Les beaux-arts, le pouvoir, le doux nom de patrie,
Tout ce qui protégeoit et charmoit notre vie
Seconde des bourreaux les jalouses fureurs.
La tendre humanité fuit en cachant ses pleurs ;
Et les dieux, dans leurs mains suspendant le tonnerre,
Au crime triomphant abandonnent la terre ;
L’espoir de leurs bienfaits ne charme plus nos maux.
L’horrible impiété, du haut des échafauds,

Poursuivant chez les morts la vertu qui succombe,
Des pensers du néant vient assiéger la tombe,
Et le trépas lui-même a ses persécuteurs.
Je verrai des français, infâmes délateurs,
Immoler l’amitié, pour prix d’un vil salaire ;
Faire un crime aux enfans d’avoir pleuré leur père ;
Dénoncer la pitié trop prompte à s’attendrir ;
Dans le sein maternel épier un soupir ;
Traîner dans les cachots la vieillesse, l’enfance ;
Accuser leurs discours, et même leur silence ;
Souffler par tout la haine, et remplir les cités
Du vain bruit des complots qu’eux-même ont inventés.
Je verrai la beauté, toujours vive et légère,
Oubliant le trépas d’un époux ou d’un frère,
Folâtrer sous le deuil, et sourire aux bourreaux.
Je verrai l’égoïsme assis sur des tombeaux,
Insensible témoin de ces scènes tragiques,
Dormir en paix au bruit des discordes publiques ;
Et la pâle

avarice, un barême à la main,
Trafiquant sans pitié des pleurs du genre humain,
Et cherchant un peu d’or sur les débris du monde.
Alors, ô mes amis ! Dans ma douleur profonde,
Fuyant ce noir séjour, ces tableaux pleins d’horreurs,
Je tournerai vers vous des yeux mouillés de pleurs,
J’invoquerai des bois les ténébreux ombrages,
Et le calme profond de leurs antres sauvages.
Heureux, si près de vous, dans le repos des champs,
Je retrouve un asile ignoré des méchans,
Et si l’ormeau planté devant l’humble chaumière,
Prête encore à mon deuil son ombre hospitalière !
Mais, ô trop vain espoir ! Les chagrins dévorans
N’ont que trop secondé la rage des tyrans !
Je succombe, et je sens dans mon ame affoiblie
S’éteindre par degrés le flambeau de la vie.
Les dieux sont appaisés.
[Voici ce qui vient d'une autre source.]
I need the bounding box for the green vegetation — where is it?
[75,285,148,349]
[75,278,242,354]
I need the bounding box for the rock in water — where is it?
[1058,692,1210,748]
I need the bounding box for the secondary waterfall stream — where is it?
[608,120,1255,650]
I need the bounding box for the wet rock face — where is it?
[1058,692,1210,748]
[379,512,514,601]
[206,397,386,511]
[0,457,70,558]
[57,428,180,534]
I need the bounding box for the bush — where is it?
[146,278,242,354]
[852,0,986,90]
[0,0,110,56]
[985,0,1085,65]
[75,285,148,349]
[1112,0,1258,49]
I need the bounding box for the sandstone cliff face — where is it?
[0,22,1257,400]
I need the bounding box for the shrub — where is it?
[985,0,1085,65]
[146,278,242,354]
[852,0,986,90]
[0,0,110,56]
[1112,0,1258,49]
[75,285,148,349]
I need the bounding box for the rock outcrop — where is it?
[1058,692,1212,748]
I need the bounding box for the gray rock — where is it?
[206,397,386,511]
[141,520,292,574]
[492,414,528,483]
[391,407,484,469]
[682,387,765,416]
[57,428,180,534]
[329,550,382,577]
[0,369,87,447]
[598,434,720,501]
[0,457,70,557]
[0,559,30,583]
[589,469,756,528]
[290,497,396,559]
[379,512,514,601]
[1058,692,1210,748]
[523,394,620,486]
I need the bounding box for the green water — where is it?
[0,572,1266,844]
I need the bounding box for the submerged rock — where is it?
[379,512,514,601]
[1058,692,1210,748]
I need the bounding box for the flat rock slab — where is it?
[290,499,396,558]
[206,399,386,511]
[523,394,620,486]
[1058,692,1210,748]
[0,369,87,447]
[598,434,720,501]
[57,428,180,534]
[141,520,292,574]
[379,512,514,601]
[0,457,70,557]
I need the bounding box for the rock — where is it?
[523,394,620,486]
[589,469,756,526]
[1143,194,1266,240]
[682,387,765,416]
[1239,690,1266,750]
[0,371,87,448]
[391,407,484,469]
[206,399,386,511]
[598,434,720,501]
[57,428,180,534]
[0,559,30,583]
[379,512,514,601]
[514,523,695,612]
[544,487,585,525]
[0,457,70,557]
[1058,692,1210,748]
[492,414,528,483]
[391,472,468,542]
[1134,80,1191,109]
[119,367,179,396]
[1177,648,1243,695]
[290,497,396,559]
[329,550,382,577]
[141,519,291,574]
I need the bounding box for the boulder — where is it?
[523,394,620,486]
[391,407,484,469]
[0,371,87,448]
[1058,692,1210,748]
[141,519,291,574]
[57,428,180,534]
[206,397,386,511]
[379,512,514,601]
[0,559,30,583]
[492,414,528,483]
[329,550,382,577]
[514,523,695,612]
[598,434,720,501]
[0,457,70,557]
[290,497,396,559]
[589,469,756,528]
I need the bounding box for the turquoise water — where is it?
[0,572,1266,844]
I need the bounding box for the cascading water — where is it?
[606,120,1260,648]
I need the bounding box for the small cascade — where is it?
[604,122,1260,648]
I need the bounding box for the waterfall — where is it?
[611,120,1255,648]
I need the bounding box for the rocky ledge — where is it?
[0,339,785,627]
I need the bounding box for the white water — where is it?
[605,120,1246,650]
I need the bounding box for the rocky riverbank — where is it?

Je mourrai sans regret.
La tombe est un asile, et la mort un bienfait.

Amis de la vertu, vous qui souffrez pour elle,
Sur la terre il n’est point de douleur éternelle ;
Consolez-vous ; souffrez encor quelques instans.
Hélas ! Tout doit périr ; tout succombe ; et le temps
Emporte des humains les grandeurs mensongères,
Les sceptres des tyrans, et leurs loix passagères,
Et jusqu’au souvenir et des biens et des maux.
L’inflexible vertu planant sur les tombeaux,
Semblable à l’arc-en-ciel qui brille après l’orage,
Seule résiste au temps, et survit au naufrage.
Un nouvel horison déjà s’ouvre à nos yeux,
Et l’éternel printemps nous sourit dans les cieux.